In the book, Broken In Plain Sight, author Bridgette L. Collins showcases Chef Harris’ culinary talents by featuring several of her healthy recipes: “Bran Muffins with Flaxseed”, “Easy Egg White and Salmon Breakfast Frittata”, “Easy Turkey and Spinach Wraps”, “Halibut in White Wine” and many more. Her recipes were used as part of a character dialogue throughout the book and in an appendix to help the reader discover innovative ways to make his/her favorite foods nutritious and flavorful.

Private Chef Services provides any number of services to private individuals at home, in small business and even for busy corporate VIPs and executives. “My love for home cooking and home cooks is my total inspiration,” said Chef Harris. Chef Harris has gone on to provide private chef services to many upscale clients from attorneys to real estate moguls. She is the owner of Private Chef Services and worked in Houston, San Antonio and now back in her native Louisiana.
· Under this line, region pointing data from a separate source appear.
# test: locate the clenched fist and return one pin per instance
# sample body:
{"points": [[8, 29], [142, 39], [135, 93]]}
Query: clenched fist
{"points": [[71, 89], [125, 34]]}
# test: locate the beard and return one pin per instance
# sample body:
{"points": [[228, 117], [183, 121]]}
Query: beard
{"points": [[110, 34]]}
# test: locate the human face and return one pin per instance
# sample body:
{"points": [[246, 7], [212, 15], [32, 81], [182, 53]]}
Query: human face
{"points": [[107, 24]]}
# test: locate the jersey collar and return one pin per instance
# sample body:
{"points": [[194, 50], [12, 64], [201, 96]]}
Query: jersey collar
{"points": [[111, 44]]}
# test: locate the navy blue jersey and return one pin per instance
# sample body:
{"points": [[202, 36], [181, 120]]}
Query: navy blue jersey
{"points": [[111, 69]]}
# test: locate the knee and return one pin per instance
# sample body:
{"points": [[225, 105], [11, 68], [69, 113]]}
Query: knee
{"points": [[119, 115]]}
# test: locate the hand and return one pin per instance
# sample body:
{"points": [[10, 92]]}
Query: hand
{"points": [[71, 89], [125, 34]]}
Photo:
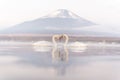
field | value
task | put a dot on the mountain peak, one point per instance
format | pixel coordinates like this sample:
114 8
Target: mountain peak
62 13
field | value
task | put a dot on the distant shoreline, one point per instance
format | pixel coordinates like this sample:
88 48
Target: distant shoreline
37 37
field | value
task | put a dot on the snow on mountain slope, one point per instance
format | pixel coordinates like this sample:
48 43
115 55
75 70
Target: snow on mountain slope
62 13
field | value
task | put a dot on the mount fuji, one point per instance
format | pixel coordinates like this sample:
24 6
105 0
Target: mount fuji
59 21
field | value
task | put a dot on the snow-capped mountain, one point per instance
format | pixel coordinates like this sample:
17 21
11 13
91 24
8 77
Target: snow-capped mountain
62 13
59 21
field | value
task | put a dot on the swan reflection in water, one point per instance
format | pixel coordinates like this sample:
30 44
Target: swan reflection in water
59 47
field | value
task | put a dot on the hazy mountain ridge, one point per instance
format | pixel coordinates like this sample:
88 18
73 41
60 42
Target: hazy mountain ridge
58 22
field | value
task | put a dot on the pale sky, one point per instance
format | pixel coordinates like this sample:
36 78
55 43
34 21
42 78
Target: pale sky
105 12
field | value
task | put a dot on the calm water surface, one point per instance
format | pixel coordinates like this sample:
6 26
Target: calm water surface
22 61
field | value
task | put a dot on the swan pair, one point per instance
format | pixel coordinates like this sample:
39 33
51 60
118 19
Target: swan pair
58 40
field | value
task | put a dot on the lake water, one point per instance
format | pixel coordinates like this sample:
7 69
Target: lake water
23 61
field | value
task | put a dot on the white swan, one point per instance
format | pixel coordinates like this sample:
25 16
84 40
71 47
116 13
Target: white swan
56 39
In 2015 Chef Hardette Harris was proud to announce her history creation of North Louisiana’s official meal. Chef Harris worked with State Rep. Gene Reynolds to develop the State of Louisiana’s first official meal (one of only two official meals in the United States) bringing recognition to the culinary uniqueness of North Louisiana. On April 29, 2015 House Concurrent Resolution No. 88 – was read on the House floor by title and concurred in by a vote of 33 yeas and 0 nays. On May 4, 2015 it was enrolled and signed by the Speaker of the House and the President of the Senate.
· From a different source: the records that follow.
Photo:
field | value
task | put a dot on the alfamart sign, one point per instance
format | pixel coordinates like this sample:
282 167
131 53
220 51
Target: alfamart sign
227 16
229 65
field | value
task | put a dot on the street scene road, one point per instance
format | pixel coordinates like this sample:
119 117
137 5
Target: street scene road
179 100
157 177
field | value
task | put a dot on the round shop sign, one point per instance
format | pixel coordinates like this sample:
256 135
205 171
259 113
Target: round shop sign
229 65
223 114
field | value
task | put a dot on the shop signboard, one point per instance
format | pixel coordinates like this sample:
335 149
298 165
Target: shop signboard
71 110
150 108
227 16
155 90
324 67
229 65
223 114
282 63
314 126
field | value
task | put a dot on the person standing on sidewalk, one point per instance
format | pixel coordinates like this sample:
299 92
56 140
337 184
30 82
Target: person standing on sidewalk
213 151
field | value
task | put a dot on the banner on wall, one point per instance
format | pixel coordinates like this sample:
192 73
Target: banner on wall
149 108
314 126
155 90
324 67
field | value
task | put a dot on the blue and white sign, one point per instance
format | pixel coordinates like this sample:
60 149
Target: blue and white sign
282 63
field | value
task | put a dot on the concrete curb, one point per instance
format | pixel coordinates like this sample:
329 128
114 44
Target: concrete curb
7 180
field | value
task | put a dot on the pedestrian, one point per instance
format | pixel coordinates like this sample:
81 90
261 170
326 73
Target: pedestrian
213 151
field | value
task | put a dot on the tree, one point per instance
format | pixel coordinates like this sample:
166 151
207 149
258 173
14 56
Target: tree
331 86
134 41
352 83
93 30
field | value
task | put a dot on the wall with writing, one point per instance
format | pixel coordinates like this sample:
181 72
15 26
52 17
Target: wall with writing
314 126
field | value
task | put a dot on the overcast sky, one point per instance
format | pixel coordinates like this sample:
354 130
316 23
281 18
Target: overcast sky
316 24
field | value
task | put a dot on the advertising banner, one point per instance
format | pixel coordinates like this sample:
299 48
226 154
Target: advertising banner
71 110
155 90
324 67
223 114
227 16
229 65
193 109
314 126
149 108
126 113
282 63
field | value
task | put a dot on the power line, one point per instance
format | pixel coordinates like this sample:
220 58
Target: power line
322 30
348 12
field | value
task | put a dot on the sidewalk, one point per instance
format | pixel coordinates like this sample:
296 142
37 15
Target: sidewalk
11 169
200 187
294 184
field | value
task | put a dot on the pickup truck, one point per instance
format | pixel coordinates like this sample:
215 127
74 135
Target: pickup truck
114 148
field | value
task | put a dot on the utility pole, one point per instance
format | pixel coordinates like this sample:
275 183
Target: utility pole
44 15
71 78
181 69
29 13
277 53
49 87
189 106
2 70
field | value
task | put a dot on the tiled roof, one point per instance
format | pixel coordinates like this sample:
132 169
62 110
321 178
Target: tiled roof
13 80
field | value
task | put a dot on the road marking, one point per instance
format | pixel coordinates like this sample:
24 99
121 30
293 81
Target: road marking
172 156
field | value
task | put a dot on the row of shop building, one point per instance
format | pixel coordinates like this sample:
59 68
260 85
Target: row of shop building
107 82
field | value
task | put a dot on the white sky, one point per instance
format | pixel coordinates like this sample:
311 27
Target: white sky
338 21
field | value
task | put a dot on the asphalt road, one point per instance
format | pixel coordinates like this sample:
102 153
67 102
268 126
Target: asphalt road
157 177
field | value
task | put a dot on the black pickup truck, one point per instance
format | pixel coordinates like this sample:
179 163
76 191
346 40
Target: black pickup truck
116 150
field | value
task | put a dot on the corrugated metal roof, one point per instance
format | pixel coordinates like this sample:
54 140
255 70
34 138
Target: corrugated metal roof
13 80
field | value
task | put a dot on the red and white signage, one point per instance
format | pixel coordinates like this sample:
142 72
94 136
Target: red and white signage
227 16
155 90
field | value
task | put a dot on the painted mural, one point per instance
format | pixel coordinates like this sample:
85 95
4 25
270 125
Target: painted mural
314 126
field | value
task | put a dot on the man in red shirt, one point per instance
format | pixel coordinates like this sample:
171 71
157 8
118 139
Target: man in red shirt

She hopes to jump start an eternal love affair between North Louisiana dishes and the rest of the world by making sure every tourist and visitor to the state taste what we eat up north.

Chef Harris is originally from Minden, Louisiana and was recently named by Louisiana Life magazine as a “2017 Louisianian of the Year”, one of Country Roads Magazine’s 2017 Best Small Town Chefs and Shreveport-Bossier Convention and Tourism Bureau’s “Attraction of the Year” for 2018. She also has a recurring column called “Up North” in the beautiful Louisiana Kitchen & Culture magazine and a recipe contributor to LOLA Magazine.

Instagram: @chefhdh
Twitter: @chefhdharris


Chef Harris has an AAS Degree in Culinary Arts from The Art Institute of Houston (2001)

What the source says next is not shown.